Usually, I give a film the chance to redeem itself after a dreadful opening.

Sure, over the many years I’ve ventured out to the theater, I’ve seen my share of flops. I’ve written scathing reviews about placid products that didn’t deserve a second of my time – it’s a part of the job. But, do I ever want a film to continue in the same mistakes of its opening minutes? Nope.

Not since Zack Snyder’s musical train wreck Sucker Punch have I fought the urge to walk out of a film like I did while watching Snow White and the Huntsman.

While the trailers sold this film as a revisionist’s delight – the sort of game changing fairy tale reimagining that could both win over critics and audiences alike under the banner of its stellar cast and brilliant first-time direction – the final product ended up being something different entirely.

I knew this film was in trouble from the start. The film begins in a confusing narrated sequence where the audience learns of the wicked queen Ravenna’s (Charlize Theron) ascension to power. In a lazily scripted opener, the events unfold almost in spite of themselves, shoe-horning their way into creating a stage for the film. I know that you’ve got to get the ball rolling somehow, but I mean, seriously? The film’s manipulative beginning comes to light almost as effortlessly as Ravenna’s rise to the throne.

After the dreadful opening, I kept hoping the film would improve, but my wishes were never made a reality. The languished film never realizes its vision, and as the audience, we are the true victims to the failure.

Throughout the rest of the film, we are introduced to stock characters brought to life by committed performances, staggeringly misplaced visuals stifled by a lackluster, confused script and miscalculated direction.

As soon as Kristen Stewart’s Snow White is able to look the age of Kristen Stewart, further uninspired events unfold, leading Snow White to escape from her tower prison into the “dark forest,” a copy-and-paste job of the universes created by Guillermo del Toro’s Pan’s Labyrinth. From there, the villainous queen, needing to suck the beauty out of Snow White to gain immortal power, calls on the huntsman (Thor’s Chris Hemsworth), a brutish drunkard who apparently is no stranger to the dark forest, to seek out Snow White. Reluctantly, the huntsman ventures out into the fray with a band of the queen’s not-so-merry men to seek out the ransomed Snow White.
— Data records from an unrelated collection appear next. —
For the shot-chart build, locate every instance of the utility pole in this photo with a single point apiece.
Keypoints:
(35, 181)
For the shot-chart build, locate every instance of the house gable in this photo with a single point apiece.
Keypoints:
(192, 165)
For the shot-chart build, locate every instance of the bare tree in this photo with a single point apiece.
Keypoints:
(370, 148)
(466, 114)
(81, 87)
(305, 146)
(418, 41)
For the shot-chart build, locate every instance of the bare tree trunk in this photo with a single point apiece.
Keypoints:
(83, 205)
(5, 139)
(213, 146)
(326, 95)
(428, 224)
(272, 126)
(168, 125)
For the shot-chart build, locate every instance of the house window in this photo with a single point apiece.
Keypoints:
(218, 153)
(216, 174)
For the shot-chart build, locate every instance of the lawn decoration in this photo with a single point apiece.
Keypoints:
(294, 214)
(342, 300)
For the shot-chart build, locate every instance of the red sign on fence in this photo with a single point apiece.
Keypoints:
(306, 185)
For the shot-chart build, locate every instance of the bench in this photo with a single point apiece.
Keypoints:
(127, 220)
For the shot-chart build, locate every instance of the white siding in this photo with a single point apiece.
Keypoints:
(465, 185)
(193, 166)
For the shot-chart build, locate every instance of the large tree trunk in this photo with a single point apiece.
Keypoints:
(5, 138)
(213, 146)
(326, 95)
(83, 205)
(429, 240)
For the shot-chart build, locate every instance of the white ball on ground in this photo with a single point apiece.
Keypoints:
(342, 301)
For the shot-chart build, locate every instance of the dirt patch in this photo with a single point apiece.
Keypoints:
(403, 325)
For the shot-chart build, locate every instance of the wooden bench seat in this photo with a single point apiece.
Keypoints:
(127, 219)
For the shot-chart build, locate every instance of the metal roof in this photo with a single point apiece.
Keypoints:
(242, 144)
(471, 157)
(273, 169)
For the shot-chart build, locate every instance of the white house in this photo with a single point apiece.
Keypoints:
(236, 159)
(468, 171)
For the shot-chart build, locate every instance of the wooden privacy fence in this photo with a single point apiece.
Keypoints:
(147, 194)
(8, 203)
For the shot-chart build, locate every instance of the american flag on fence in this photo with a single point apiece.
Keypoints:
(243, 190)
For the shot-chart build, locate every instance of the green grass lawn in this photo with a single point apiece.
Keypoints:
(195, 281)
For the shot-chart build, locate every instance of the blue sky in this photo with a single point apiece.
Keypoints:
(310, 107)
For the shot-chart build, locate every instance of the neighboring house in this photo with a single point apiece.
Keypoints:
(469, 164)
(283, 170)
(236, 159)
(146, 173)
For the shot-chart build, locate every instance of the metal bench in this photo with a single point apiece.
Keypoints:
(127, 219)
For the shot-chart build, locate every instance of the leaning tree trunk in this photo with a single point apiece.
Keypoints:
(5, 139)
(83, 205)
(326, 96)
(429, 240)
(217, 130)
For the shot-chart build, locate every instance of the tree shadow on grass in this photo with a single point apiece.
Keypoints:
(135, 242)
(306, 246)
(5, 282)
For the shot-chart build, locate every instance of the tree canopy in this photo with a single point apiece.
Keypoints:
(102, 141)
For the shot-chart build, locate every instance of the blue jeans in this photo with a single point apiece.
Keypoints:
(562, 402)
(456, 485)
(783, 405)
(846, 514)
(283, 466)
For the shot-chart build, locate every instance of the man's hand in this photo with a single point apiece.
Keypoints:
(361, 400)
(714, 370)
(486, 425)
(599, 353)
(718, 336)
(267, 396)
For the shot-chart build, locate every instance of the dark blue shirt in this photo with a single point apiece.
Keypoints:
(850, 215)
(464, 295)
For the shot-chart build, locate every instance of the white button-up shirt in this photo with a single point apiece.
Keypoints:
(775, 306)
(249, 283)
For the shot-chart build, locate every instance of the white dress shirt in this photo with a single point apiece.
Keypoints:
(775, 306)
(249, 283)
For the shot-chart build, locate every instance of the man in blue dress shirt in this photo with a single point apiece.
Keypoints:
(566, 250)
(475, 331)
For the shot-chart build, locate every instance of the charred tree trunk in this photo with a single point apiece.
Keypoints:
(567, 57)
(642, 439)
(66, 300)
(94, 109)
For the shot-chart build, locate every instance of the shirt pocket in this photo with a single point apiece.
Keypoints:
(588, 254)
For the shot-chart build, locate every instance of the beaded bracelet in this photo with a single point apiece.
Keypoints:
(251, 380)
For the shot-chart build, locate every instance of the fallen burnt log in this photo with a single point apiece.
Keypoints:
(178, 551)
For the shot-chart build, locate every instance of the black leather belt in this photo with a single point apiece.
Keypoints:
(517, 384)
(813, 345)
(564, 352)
Then, some more stuff happens, we meet the one-note dwarves, some deer with gigantic hooves turns into butterflies, and you know, I really don’t want to continue to talk about the plot because the writers sure didn’t give a care in the world for it to make any level of coherent sense.

Snow White and the Huntsman is the classic example of an idea gone awry. Sure, the film hosts some stunning visuals. I can’t deny this. While it’s nothing necessarily new or innovative, the filmmakers do give the audience something to look at. Again, in fairness, the cast also seems devoted to the material. Theron’s queen is pretty entertaining to watch, Hemsworth gives the huntsman his all, and Stewart’s Snow White does the best she can with the horridly written character.

But, therein lies the problem.

These characters and events are so undercooked it’s not funny.

The queen, with a forced backstory, ends up being some power-hungry villain from the story book cupboard of stock bad guys. Snow White is simply a plot device. The huntsman is the typical reluctant hero with pain in his past. The dwarves are simply comic relief that never live up to their original purpose. The other characters are simply inserted into the story to fill up names in the credits.

The film’s narrative structure also fails due to the poor characterization. Why in the world should I be invested in the happening of your movie if I could care less about the characters?

You’ve always got to put the horse before the cart. Before you try to tell some epic story that riffs off the style of Peter Jackson’s Lord of the Rings series, make sure the players in the game garner audience goodwill.

I’m always disheartened to see a film go off the tracks like Snow White and the Huntsman, but this really feels like a colossal hit-and-miss attempt at greatness. First time director Rupert Sanders seemed like he really wanted this film to be a true game changer. But sadly, he and the screenwriters failed to capture enough content to match the visual presentation. You can create all the “cool looking” sequences you want. If they don’t mean anything, what’s the point?

In the end, Snow White and the Huntsman proves that style can never triumph over material.